Jäger von Hornissenschwarm attackiert

Ein abendlicher Ansitz endete für einen Jäger aus Rheinland-Pfalz im Krankenhaus

Eine Hornisse im direkten Größenvergleich mit einer Wespe (Foto: Thomas Wilfert)

Eine Hornisse im direkten Größenvergleich mit einer Wespe (Foto: Thomas Wilfert)

Bei Lettweiler, einer kleinen rheinland-pfälzischen Ortsgemeinde im Landkreis Bad Kreuznach, wurde ein Jäger am Sonntagabend (06.09.2020) von einem Schwarm Hornissen angegriffen und dabei von mehreren Tieren gleichzeitig gestochen.

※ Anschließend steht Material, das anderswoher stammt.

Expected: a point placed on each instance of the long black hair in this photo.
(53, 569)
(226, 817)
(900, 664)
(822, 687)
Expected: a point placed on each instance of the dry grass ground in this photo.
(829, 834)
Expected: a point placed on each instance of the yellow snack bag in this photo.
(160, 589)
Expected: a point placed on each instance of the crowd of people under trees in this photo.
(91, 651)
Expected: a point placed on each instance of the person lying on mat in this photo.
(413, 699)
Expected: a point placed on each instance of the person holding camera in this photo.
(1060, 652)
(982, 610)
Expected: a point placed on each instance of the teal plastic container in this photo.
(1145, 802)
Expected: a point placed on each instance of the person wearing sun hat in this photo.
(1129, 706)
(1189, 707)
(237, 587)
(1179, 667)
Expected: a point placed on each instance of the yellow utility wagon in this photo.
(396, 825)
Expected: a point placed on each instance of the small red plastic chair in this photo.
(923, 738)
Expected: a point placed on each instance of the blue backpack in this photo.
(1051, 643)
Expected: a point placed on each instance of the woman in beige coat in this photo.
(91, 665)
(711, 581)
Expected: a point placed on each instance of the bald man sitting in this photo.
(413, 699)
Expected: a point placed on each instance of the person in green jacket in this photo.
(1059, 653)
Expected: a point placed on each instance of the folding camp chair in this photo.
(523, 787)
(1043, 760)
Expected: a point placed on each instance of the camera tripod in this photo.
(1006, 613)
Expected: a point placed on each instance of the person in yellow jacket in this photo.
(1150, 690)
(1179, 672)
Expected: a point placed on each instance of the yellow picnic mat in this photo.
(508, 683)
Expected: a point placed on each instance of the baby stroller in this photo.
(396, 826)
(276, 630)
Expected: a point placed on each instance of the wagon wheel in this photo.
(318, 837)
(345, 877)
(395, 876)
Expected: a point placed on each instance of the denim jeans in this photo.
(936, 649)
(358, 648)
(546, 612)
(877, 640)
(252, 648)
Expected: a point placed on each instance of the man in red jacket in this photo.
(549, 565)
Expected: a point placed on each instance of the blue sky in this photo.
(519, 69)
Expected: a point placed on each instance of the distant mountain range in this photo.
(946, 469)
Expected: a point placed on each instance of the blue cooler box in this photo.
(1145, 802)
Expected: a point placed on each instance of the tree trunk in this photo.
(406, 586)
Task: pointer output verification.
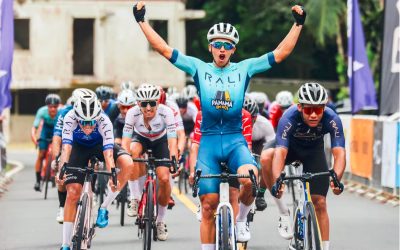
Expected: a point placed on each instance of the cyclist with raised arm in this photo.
(283, 100)
(222, 85)
(47, 116)
(300, 136)
(151, 125)
(88, 132)
(262, 132)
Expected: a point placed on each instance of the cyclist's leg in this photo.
(314, 161)
(73, 182)
(208, 161)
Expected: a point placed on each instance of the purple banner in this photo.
(362, 90)
(6, 51)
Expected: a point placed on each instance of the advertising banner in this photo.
(389, 151)
(346, 122)
(377, 151)
(361, 145)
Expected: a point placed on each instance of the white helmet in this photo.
(284, 99)
(225, 31)
(126, 98)
(313, 93)
(148, 92)
(189, 92)
(126, 85)
(87, 107)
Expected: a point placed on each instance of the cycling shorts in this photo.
(314, 161)
(159, 147)
(80, 156)
(214, 149)
(45, 137)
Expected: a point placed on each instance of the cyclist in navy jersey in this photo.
(221, 86)
(300, 136)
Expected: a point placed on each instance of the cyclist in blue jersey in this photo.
(300, 136)
(57, 138)
(221, 86)
(108, 104)
(47, 115)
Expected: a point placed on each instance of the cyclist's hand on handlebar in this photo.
(335, 190)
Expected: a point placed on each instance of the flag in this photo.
(6, 51)
(362, 90)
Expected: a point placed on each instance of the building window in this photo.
(83, 55)
(161, 27)
(21, 34)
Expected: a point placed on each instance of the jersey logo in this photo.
(222, 100)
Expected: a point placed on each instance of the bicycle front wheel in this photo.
(148, 217)
(80, 223)
(312, 237)
(224, 229)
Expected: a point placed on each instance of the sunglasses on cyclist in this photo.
(145, 103)
(219, 44)
(87, 123)
(310, 110)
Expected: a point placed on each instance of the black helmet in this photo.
(181, 101)
(52, 99)
(103, 93)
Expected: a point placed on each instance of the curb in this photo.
(7, 177)
(372, 193)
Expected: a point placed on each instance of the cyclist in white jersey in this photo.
(151, 125)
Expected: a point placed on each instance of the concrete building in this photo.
(64, 44)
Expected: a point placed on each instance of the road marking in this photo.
(185, 200)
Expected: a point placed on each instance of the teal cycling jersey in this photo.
(221, 90)
(43, 114)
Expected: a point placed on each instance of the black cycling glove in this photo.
(139, 14)
(300, 19)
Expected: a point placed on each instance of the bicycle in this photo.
(306, 229)
(84, 226)
(224, 221)
(147, 210)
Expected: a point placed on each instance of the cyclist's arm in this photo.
(287, 45)
(339, 161)
(156, 41)
(278, 162)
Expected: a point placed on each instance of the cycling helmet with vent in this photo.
(250, 105)
(284, 99)
(225, 31)
(148, 92)
(126, 98)
(52, 99)
(86, 107)
(103, 93)
(313, 93)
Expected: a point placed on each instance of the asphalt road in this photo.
(28, 221)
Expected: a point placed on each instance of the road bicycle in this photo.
(84, 226)
(147, 210)
(224, 220)
(305, 224)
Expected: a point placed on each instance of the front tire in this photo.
(312, 234)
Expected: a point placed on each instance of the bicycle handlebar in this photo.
(306, 177)
(225, 175)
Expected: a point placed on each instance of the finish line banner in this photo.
(389, 96)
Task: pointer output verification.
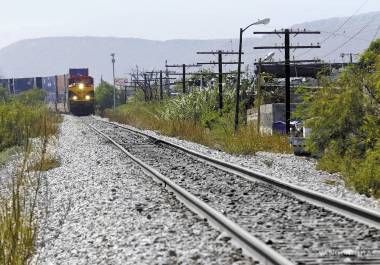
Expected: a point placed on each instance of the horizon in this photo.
(18, 26)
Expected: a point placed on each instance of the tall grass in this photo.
(194, 118)
(21, 121)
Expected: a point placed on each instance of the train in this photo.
(81, 94)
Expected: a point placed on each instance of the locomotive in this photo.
(81, 96)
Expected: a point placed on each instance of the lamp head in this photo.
(264, 21)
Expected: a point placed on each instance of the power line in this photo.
(351, 38)
(339, 28)
(287, 48)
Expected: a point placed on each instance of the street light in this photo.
(114, 84)
(237, 110)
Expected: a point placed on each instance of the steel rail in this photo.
(258, 249)
(350, 210)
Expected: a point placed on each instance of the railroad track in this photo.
(276, 222)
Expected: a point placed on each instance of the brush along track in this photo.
(300, 231)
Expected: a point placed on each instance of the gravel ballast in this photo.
(296, 229)
(293, 169)
(103, 209)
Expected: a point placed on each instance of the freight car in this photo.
(81, 96)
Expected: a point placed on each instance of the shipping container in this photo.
(61, 84)
(23, 84)
(74, 72)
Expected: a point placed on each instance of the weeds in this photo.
(203, 126)
(22, 119)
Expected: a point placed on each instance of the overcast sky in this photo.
(161, 19)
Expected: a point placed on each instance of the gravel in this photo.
(102, 209)
(293, 169)
(300, 231)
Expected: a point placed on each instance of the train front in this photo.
(81, 95)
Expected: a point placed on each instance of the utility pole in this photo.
(259, 97)
(220, 64)
(161, 80)
(183, 66)
(351, 55)
(287, 46)
(161, 87)
(114, 84)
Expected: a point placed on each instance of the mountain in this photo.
(55, 55)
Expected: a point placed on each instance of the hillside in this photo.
(54, 55)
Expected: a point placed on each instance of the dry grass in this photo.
(19, 193)
(245, 141)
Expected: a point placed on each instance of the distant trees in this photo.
(344, 116)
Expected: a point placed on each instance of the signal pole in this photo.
(287, 48)
(114, 84)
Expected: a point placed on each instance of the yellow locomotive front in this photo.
(81, 96)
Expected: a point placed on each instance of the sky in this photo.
(162, 19)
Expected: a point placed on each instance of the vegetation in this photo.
(22, 118)
(345, 120)
(104, 97)
(195, 117)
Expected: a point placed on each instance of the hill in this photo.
(54, 55)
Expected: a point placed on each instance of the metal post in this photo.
(237, 109)
(184, 78)
(287, 80)
(114, 84)
(220, 81)
(56, 94)
(161, 87)
(125, 94)
(259, 97)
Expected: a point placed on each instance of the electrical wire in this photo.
(339, 28)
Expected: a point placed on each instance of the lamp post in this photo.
(237, 110)
(114, 84)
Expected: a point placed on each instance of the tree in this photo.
(344, 116)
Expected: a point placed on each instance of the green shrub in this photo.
(344, 116)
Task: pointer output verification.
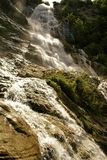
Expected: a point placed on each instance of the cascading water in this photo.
(60, 136)
(54, 142)
(48, 51)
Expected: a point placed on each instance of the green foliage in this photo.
(79, 93)
(88, 23)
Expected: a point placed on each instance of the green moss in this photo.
(79, 93)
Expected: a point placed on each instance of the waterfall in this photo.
(59, 132)
(54, 142)
(48, 51)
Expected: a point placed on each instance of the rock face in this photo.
(35, 124)
(16, 138)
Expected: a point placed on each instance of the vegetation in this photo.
(80, 94)
(87, 23)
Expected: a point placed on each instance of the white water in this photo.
(43, 126)
(48, 50)
(51, 52)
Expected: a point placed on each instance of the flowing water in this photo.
(46, 127)
(59, 133)
(48, 50)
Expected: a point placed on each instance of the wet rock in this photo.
(17, 140)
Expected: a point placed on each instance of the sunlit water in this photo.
(42, 124)
(51, 53)
(47, 49)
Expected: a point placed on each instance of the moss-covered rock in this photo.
(80, 94)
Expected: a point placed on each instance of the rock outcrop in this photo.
(17, 141)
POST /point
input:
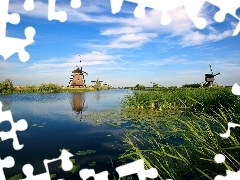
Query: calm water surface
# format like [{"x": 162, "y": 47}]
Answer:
[{"x": 55, "y": 122}]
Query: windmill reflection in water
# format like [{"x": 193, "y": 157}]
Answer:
[{"x": 78, "y": 104}]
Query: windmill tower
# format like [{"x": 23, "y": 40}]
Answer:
[
  {"x": 97, "y": 84},
  {"x": 209, "y": 78},
  {"x": 78, "y": 103},
  {"x": 77, "y": 77}
]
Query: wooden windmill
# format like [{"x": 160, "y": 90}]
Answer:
[
  {"x": 97, "y": 84},
  {"x": 77, "y": 77},
  {"x": 209, "y": 78}
]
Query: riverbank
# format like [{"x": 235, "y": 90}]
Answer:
[{"x": 177, "y": 131}]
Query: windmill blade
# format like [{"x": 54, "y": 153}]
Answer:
[
  {"x": 211, "y": 68},
  {"x": 217, "y": 74}
]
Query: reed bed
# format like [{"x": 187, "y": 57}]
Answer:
[
  {"x": 179, "y": 131},
  {"x": 181, "y": 100}
]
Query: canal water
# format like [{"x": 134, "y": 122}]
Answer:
[{"x": 56, "y": 121}]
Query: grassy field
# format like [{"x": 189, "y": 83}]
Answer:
[{"x": 177, "y": 131}]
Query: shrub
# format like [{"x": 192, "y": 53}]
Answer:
[{"x": 6, "y": 86}]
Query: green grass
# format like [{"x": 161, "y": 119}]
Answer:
[
  {"x": 175, "y": 100},
  {"x": 177, "y": 131}
]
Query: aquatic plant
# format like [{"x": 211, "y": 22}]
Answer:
[
  {"x": 175, "y": 100},
  {"x": 6, "y": 86},
  {"x": 185, "y": 147}
]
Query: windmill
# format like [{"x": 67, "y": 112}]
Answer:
[
  {"x": 77, "y": 78},
  {"x": 97, "y": 84},
  {"x": 209, "y": 78}
]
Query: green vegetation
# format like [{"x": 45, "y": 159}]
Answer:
[
  {"x": 198, "y": 85},
  {"x": 6, "y": 87},
  {"x": 177, "y": 131},
  {"x": 175, "y": 100}
]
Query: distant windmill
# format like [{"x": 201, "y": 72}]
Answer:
[
  {"x": 209, "y": 78},
  {"x": 77, "y": 78},
  {"x": 97, "y": 84}
]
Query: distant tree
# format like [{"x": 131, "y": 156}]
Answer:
[
  {"x": 198, "y": 85},
  {"x": 6, "y": 86},
  {"x": 139, "y": 87}
]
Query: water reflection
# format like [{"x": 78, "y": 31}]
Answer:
[{"x": 78, "y": 103}]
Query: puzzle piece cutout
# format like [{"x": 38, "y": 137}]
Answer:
[
  {"x": 9, "y": 45},
  {"x": 52, "y": 13},
  {"x": 192, "y": 9},
  {"x": 66, "y": 164},
  {"x": 87, "y": 173},
  {"x": 20, "y": 125},
  {"x": 137, "y": 167},
  {"x": 236, "y": 89},
  {"x": 220, "y": 158},
  {"x": 7, "y": 162}
]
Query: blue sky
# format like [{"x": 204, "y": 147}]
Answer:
[{"x": 121, "y": 49}]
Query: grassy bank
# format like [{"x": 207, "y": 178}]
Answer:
[
  {"x": 175, "y": 100},
  {"x": 177, "y": 131},
  {"x": 7, "y": 87},
  {"x": 48, "y": 88}
]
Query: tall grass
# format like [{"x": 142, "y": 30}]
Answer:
[
  {"x": 179, "y": 131},
  {"x": 176, "y": 100},
  {"x": 184, "y": 148},
  {"x": 6, "y": 87},
  {"x": 42, "y": 88}
]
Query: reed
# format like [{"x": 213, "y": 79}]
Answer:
[
  {"x": 185, "y": 147},
  {"x": 181, "y": 100}
]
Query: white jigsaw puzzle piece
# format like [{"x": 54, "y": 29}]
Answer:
[
  {"x": 7, "y": 162},
  {"x": 137, "y": 167},
  {"x": 66, "y": 164},
  {"x": 28, "y": 5},
  {"x": 20, "y": 125},
  {"x": 230, "y": 175},
  {"x": 8, "y": 45},
  {"x": 192, "y": 9},
  {"x": 60, "y": 15}
]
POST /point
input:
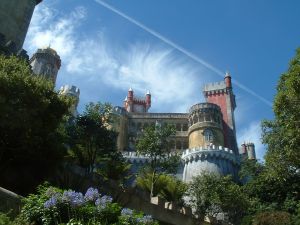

Aufgrund einer daraus resultierenden extremen allergischen Reaktion des 79-Jährigen auf die Hornissenstiche, musste der Waidmann mit einem Rettungshubschrauber in ein Krankenhaus geflogen werden, berichtet die Polizeidirektion Kaiserslautern am gestrigen Montag.

Seine Fahrzeugschlüssel und das Jagdgewehr samt Munition, stellte die Polizei sicher.

 

Die Redaktion von Natürlich Jagd wünscht dem Jagdkollegen eine baldige Genesung!

 

(Anm. d. Redaktion) Kleine Tipps aus der Praxis:

- Hornissen sowie auch Wespen nutzen gerne geschlossene Hochsitze, um ihre Nester geschützt vor Witterungseinflüssen zu bauen. Um in die Sitze zu gelangen, fressen sie sich oftmals durch das Holz der Kanzelwände oder zwängen sich durch etwaige Spalte bei Fenstern oder Türen. Dies kann man so gut wie nicht verhindern – doch finden die Tiere auf der Suche nach einem geeigneten Platz zur Erbauung ihres Nestes ein schon vorhandenes vor, so setzen sie ihre Suche fort.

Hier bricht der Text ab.